Muguk (Korean Radish Soup)
ingredients
- 8 cups water/vegetable broth
- 12 ounces Korean radish (Mu)
- 2 scallions
- 6 oz beef brisket, chuck, or loin
- 2 tsp minced garlic
- 1 tsp sesame oil
- 2 sp soy sauce
- salt and pepper for flavoring
steps
- Cut the beef into thin bite-size pieces. Marinate with 1 sp of soy sauce, 1 tsp of
garlic, a pinch of pepper, and 1 tsp of sesame oil. Set aside.

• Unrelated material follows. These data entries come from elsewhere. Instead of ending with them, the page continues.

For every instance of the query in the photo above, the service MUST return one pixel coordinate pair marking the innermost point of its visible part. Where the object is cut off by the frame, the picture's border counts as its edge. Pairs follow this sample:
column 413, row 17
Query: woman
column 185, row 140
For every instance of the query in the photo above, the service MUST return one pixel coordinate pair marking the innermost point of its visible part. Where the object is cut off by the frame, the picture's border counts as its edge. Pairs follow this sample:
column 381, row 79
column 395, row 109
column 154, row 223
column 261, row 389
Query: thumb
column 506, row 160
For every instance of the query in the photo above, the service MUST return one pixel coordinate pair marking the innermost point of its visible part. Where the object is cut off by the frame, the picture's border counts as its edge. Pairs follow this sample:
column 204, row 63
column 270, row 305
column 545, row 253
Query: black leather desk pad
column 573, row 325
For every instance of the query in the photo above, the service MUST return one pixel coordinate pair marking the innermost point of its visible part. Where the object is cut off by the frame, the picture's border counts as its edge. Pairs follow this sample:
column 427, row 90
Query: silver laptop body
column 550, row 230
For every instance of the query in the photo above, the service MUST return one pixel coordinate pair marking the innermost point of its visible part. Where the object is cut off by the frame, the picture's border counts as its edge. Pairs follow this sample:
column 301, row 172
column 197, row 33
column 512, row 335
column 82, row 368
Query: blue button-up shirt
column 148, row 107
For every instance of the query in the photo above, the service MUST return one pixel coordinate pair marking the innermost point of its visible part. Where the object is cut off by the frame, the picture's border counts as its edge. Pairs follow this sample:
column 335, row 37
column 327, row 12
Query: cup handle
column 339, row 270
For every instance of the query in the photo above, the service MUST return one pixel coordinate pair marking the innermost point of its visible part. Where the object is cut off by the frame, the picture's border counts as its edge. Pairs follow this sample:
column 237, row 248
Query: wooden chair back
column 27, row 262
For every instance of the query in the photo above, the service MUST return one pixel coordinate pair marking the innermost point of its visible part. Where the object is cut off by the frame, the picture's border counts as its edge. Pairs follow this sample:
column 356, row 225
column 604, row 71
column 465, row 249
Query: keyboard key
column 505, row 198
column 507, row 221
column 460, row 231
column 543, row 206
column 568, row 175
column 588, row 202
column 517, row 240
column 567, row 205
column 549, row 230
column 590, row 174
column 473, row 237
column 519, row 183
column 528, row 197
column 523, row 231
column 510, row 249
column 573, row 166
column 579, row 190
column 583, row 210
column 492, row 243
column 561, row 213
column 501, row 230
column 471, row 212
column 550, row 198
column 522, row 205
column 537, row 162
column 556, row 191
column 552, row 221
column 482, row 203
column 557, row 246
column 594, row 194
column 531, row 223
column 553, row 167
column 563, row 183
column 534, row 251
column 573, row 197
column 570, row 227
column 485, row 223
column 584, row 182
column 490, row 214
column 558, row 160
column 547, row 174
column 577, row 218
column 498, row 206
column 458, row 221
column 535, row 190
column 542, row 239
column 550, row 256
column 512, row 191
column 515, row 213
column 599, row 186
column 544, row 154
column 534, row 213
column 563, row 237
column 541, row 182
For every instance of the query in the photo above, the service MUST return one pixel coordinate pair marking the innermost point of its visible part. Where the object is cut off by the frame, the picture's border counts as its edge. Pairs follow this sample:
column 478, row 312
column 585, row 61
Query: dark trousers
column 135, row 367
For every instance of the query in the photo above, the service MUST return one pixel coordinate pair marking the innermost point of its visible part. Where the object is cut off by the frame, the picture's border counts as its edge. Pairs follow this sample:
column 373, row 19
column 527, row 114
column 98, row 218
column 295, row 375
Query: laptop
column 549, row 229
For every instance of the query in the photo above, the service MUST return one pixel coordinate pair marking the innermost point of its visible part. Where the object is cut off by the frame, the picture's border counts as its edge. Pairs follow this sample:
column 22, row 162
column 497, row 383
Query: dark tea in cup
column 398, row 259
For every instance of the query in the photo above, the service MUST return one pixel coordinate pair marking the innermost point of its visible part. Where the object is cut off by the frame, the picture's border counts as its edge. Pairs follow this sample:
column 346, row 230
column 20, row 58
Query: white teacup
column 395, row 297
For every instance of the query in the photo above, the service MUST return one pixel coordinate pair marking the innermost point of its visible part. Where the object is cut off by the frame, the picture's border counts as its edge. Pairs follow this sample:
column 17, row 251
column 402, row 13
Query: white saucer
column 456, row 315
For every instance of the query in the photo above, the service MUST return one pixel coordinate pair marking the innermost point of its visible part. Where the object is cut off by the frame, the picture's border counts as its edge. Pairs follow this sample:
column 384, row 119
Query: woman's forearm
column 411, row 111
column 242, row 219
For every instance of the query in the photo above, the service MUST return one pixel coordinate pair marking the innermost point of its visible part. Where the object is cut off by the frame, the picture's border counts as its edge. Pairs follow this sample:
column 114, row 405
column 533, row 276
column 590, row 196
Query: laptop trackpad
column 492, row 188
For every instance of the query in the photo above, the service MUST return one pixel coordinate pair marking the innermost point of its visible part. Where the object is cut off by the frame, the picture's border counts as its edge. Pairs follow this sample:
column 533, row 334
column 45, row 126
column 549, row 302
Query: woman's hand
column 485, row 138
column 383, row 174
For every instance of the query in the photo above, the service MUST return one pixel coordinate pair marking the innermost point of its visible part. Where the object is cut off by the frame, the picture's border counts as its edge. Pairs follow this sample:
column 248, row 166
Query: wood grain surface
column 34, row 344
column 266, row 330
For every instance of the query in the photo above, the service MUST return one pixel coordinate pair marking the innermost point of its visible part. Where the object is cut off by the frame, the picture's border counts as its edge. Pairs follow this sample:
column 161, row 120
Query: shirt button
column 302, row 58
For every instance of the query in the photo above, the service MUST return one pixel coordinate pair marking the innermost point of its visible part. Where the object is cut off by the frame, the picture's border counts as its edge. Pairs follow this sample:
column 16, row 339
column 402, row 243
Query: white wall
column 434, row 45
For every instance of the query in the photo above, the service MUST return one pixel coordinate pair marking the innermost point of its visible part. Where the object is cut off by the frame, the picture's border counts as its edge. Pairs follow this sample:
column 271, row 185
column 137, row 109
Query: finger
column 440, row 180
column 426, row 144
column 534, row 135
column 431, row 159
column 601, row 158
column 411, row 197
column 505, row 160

- Cut the radish into bite-size pieces (1 to 1 1/2” square, about 1/4” thick). Cut the
scallions into 1 to 1-1/2” pieces.
- In a medium pot, sauté the beef until all the pieces turn brown. Pour in 8 cups of
water and bring it to a boil. Skim off the foam. Reduce the heat to medium-high and
continue to boil, covered, for 10 minutes.
- Add the radish pieces and boil, covered, until the radish turns translucent and soft,
10-15 minutes. Stir in the remaining tsp of the garlic, scallions, and the remaining
sp of the soy sauce. Taste for salt and pepper. Boil for an additional 5 min.